Dal Redattore sociale, 10 marzo 2015. Tecniche holliwoodiane, montaggi veloci, la narrazione del Califfato ha convinto migliaia di giovani a partire verso la jihad, rifiutando la cultura europea. Morcellini (Università Sapienza) accusa: “La stampa italiana non sa reagire alla narrazione del Califfato”.
ROMA, 10 marzo 2015 – Video realizzati con perizia hollywoodiana, perfetta scelta dei tempi di diffusione per avere sempre l’apertura sugli organi di informazione e costruire una narrazione univoca, riconoscibile, affascinante. “L’Isis si rivolge a un pubblico di giovani occidentali, prima ancora che musulmani o migranti”. Marco Bruno, sociologo della comunicazione alla Sapienza di Roma, ha analizzato linguaggio e simbolicità dei messaggi che il Califfato sta rivolgendo al mondo, e spiega come il destinatario finale sia proprio quel pubblico occidentale terrorizzato e nello stesso tempo affascinato da tanta violenza.
L’occasione è il convegno di presentazione del libro di Marco Orioles “E dei figli, che ne facciamo?”, che fa un’accurata disamina sociologica delle seconde generazioni di immigrati in Europa e della loro integrazione. La domanda sottesa a tutta la discussione è come sia possibile che tanti ragazzi, nati e cresciuti in Europa, abbandonino tutto per correre a combattere nelle fila dello “Stato islamico”, i cosiddetti “foreign fighters”. Si calcola che siano circa quattromila quelli già partiti, mentre il saggio introduttivo al libro, dal titolo “L’odio e la matita: riflessione sull’attentato a Charlie Hebdo” ricorda che il fenomeno di attentatori cresciuti nella cultura europea, “lupi solitari”, “jihadisti della porta accanto” – e perciò tanto più difficili da individuare da parte delle intelligence – esiste almeno da una decina di anni, dagli attentati di Londra fino a quello del caffè di Copenhagen dei giorni scorsi.

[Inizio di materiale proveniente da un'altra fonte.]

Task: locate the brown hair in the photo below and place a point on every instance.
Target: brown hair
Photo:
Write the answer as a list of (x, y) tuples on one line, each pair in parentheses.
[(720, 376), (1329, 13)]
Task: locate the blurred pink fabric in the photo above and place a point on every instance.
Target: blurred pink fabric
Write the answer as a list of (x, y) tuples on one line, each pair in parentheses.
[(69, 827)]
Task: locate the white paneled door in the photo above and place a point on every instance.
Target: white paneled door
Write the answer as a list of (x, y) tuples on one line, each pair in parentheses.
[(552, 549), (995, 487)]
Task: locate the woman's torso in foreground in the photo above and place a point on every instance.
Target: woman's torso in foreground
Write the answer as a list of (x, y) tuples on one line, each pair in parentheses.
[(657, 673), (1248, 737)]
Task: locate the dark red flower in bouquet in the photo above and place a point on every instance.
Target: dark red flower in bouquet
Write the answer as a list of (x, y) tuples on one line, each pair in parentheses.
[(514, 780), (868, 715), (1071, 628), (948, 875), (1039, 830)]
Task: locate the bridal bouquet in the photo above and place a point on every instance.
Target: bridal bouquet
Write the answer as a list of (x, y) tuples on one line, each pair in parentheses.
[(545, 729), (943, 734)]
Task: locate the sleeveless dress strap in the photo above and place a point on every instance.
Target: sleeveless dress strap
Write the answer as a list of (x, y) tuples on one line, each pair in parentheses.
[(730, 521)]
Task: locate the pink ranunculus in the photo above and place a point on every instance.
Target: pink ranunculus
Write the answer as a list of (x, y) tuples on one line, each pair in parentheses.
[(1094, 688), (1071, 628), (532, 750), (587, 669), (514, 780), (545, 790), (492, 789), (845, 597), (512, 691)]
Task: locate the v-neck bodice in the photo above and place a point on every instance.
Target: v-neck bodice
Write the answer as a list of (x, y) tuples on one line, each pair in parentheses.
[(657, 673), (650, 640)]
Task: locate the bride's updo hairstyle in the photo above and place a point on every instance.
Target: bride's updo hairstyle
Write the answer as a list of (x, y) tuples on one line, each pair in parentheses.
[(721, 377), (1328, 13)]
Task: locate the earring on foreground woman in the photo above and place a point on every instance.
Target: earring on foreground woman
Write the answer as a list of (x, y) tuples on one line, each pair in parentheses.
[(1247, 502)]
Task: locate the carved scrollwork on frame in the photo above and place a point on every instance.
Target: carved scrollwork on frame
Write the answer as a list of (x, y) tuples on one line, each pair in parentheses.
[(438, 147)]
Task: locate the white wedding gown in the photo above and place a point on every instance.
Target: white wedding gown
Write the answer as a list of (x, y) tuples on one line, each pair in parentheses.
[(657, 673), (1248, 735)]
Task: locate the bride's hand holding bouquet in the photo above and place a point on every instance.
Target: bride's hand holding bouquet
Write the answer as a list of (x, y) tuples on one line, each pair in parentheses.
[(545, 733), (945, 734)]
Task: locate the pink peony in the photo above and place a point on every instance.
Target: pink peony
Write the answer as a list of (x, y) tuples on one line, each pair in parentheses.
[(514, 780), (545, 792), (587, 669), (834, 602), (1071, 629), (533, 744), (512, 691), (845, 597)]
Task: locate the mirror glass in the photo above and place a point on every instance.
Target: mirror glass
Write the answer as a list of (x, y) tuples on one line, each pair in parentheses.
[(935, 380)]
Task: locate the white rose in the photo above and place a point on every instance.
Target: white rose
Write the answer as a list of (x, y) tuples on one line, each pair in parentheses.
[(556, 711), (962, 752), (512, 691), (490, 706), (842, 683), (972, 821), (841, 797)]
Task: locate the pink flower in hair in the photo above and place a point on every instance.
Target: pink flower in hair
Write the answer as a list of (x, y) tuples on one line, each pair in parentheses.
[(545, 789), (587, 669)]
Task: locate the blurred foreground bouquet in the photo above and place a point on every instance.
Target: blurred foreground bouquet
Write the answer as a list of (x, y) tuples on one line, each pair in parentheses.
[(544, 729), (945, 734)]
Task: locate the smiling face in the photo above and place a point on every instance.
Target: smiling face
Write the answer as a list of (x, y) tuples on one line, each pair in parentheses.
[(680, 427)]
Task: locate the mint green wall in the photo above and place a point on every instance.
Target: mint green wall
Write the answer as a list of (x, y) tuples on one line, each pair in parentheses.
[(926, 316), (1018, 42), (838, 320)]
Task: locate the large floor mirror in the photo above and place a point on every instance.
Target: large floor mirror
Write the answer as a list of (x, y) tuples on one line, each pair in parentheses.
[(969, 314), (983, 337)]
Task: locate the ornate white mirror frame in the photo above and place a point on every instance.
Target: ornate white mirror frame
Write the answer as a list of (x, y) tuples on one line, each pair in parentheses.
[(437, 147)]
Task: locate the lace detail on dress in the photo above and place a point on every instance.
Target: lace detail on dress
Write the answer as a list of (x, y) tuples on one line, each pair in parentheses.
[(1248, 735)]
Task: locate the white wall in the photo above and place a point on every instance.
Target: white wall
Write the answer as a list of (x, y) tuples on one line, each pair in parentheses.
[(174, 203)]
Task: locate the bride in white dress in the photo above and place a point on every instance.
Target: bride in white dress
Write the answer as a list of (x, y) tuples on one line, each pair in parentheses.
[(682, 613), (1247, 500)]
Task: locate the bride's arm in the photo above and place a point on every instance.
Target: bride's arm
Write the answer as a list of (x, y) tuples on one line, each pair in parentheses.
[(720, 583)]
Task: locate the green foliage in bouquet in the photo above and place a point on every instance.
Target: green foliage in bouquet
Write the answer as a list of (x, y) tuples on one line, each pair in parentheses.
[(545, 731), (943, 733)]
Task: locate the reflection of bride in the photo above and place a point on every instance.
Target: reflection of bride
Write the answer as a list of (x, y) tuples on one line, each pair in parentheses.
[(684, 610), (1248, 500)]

Se il libro approfondisce il tema dell’identità delle seconde generazioni, in bilico fra assimilazione e rifiuto dovuto a un’emarginazione sociale, culturale ed economica, in cui il “born again muslim” può ritrovare una direzione, il dibattito si sposta verso l’impatto dell’immaginario costruito ad arte per inchiodare allo schermo milioni di telespettatori. “C’è un format riconoscibile – continua Bruno -, con le tute arancioni dei condannati che ricordano Guantanamo, un primo messaggio che crea l’attesa del successivo, mentre la dimensione religiosa fornisce il vocabolario, i simboli del messaggio. C’è una perfetta consapevolezza dei consumi culturali occidentali, con una costruzione che rimanda ai supereroi americani”. Da questo punto di vista siamo lontanissimi dal linguaggio e dai mezzi comunicativi passati, dai video semi-amatoriali di Bin Laden o dai comunicati delle Brigate Rosse, i cui contenuti erano rielaborati dalla stampa e dai politici.
Jihadi John, il più noto fra i personaggi di questa narrazione, ha frequentato una buona scuola anglicana, viveva in un quartiere borghese, era programmatore informatico. Non c’è quindi solo quel senso di vendetta per una società che mette ai margini i più deboli, o un’ignoranza culturare da riempire con il lavaggio del cervello. “Vi sono anche motivazioni immateriali, si pensa di entrare in una nuova sfida, in un gioco, in un film che fa uscire dall’omologazione e dalla mediocrità – commenta Khalid Chaouki, deputato e membro della Commissione Esteri -. Diventano contemporaneamente vittime e carnefici di un terrorismo che non colpisce più i simboli economici, ma la convivenza stessa e i valori della civiltà in cui sono cresciuti, mentre le madri stesse si trovano sole di fronte a questi figli passati dalla discoteca alla jihad”.